Bei allem Bescheidwissen ist Einstein immer bescheiden geblieben und war sich den Grenzen seiner Erkenntnisse deutlich bewusst. „Es ist mir genug, diese Geheimnisse staunend zu ahnen und zu versuchen, von der erhabenen Struktur des Seienden in Demut ein mattes Abbild geistig zu erfassen“, meinte Einstein. Und musste sich eingestehen, bei allem Vertrauen in eine rationale Grundstruktur des Kosmos: „Das Unverständlichste am Universum ist im Grunde, dass wir es verstehen.“ In einem Brief von 1951 meinte er sogar:

„Eines habe ich in meinem langen Leben gelernt, nämlich, dass unsere ganze Wissenschaft, an den Dingen gemessen, von kindlicher Primitivität ist – und doch ist es das Köstlichste, was wir haben.“

Einstein war nicht nur ein genialer Gedankenschmied, sondern auch hartnäckig bis störrisch und ein Individualist (er bezeichnete sich oft als „Einspänner“), der das zurückgezogene Denken liebte. Er hasste Wichtigmacherei und Mittelpunktswahn – und den Rummel um ihn selbst, als er schließlich weltberühmt wurde. „Alles, was irgendwie mit Personenkult zu tun hat, ist mir immer peinlich gewesen“, meinte er in einem Brief noch in seinem letzten Lebensjahr. Schon in früher Jugend hatte er versucht, sich „aus den Fesseln des ‚Nur-Persönlichen‘ zu befreien, aus einem Dasein, das durch Wünsche, Hoffnungen und primitive Gefühle beherrscht ist“, erinnerte er sich 1946 in seinen autobiographischen Aufzeichnungen:

„Da gab es draußen diese große Welt, die unabhängig von uns Menschen da ist und vor uns steht wie ein großes, ewiges Rätsel, wenigstens teilweise zugänglich unserem Schauen und Denken.
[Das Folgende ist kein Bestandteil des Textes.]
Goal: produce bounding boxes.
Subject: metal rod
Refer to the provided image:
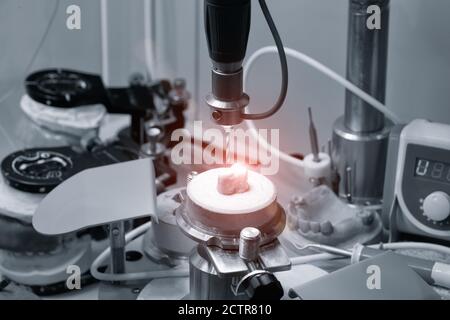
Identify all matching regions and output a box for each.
[308,108,320,162]
[345,167,353,203]
[345,0,390,133]
[109,221,125,274]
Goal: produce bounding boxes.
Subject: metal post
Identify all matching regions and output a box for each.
[109,221,125,274]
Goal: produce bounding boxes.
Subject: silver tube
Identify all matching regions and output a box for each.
[345,0,390,133]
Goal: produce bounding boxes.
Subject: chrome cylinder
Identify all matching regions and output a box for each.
[189,245,239,300]
[345,0,390,133]
[333,117,390,205]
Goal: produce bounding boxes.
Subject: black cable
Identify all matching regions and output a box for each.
[242,0,289,120]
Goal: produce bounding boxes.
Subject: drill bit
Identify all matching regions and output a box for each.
[308,108,320,162]
[223,126,233,164]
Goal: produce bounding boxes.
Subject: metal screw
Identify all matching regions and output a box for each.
[239,227,261,261]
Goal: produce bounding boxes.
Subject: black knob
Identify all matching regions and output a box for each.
[245,273,284,300]
[205,0,251,71]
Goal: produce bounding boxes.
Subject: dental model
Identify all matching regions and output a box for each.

Ihre Betrachtung winkte als eine Befreiung.“

Dass nicht jeder für die Alltagspraxis, (a)soziale Klüngelei und Geselligkeit gleichermaßen geeignet ist, hat Einstein ganz deutlich empfunden. Andererseits hatte er sich ein Leben lang öffentlich engagiert, auch politisch. Dabei zeigt sich, dass die individuelle Flucht ins Objektive sehr konkret die Welt bereichern und verbessern kann. Einstein drückte es 1920 so aus:

„Der wichtigste Beitrag der Intellektuellen zur Versöhnung der Völker und zur dauernden Verbrüderung der Menschheit liegt, meiner Meinung, in ihren wissenschaftlichen und künstlerischen Schöpfungen, weil diese den Menschengeist über die persönlichen und national-egoistischen Ziele erheben.“

„Wenn man mit dem Mädchen, das man liebt, zwei Stunden zusammensitzt, denkt man, es ist nur eine Minute; wenn man aber nur eine Minute auf einem heißen Ofen sitzt, denkt man, es sind zwei Stunden – das ist die Relativität.“

Das Ende des Äthers ...

Die Spezielle Relativitätstheorie, die Einstein am 30. Juni 1905 zur Veröffentlichung einreichte, war die Antwort auf zwei große Probleme der damaligen Physik. An ihnen arbeiteten bereits andere Wissenschaftler und kamen der Lösung zum Teil recht nah. Doch keinem gelang der radikale Perspektivenwechsel, mit dem Einstein den vertrackten Knoten durchschnitt, weil ein geduldiges Aufdröseln auf herkömmlichem Weg nicht möglich war. Übrigens war Einstein mit dem Begriff „Relativitätstheorie“ nicht besonders zufrieden. „Ich gebe zu, dass dieser nicht glücklich ist und zu philosophischen Missverständnissen Anlass gegeben hat“, schrieb er 1921 in einem Brief. Denn die Theorie erwies keineswegs alles als „relativ“; sie zeigt auch, was in allen Bezugssystemen gilt, also nicht von den subjektiven Perspektiven oder Koordinaten abhängt.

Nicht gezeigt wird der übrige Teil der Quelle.